Risk of Ovarian Cancer is Linked to
Estrogen Replacement Therapy
article syndicated from NIH
Researchers from the National Cancer Institute (NCI) have found that women in
a large study who used estrogen replacement therapy after menopause were at increased
risk for ovarian cancer. The report was published in the July 17, 2002, issue
The scientists followed 44,241 women for approximately 20 years. Compared to
postmenopausal women not using hormone replacement therapy, users of estrogen-only
therapy had a 60 percent greater risk of developing ovarian cancer. The risk
increased with length of estrogen use. The women, who were followed from 1979
to 1998, were former participants in the Breast Cancer Detection Demonstration
Project, a mammography screening program conducted between 1973 and 1980.
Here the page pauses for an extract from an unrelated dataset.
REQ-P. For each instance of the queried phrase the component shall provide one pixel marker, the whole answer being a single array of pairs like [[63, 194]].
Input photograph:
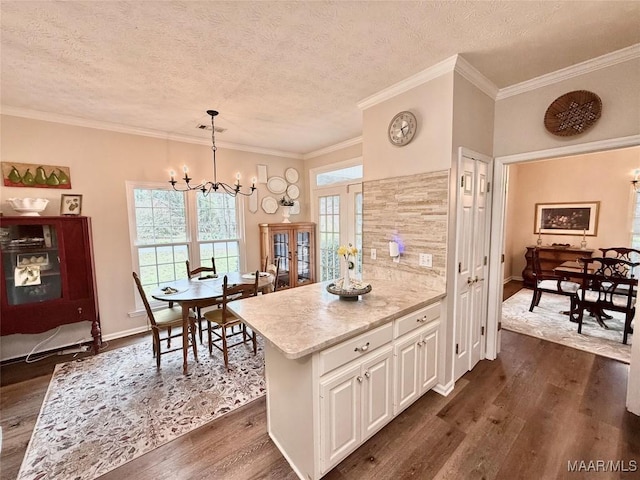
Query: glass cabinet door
[[31, 263], [280, 242], [303, 257]]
" The main finding of our study was that postmenopausal women who used estrogen
replacement therapy for 10 or more years were at significantly higher risk of
developing ovarian cancer than women who never used hormone replacement therapy," said
James V. Lacey, Jr., Ph.D., lead author of the study from NCI's Division of Cancer
Epidemiology and Genetics. The relative risk for 10 to 19 years of use was 1.8,
which translates to an 80 percent higher risk than non-users, and increased to
3.2 (a 220 percent higher risk than non-users) for women who took estrogen for
20 or more years.
Estrogen is a natural hormone produced primarily by the ovaries. After menopause,
the ovaries produce lower levels of the hormones estrogen and progesterone. By
the time natural menopause is complete — usually between ages 45 and 55 — hormone
output decreases significantly. As early as the 1940s, women began using estrogens
in high doses to counteract some of the short-term discomforts of menopause (hot
flashes, vaginal drying and thinning, and urinary tract incontinence and infections).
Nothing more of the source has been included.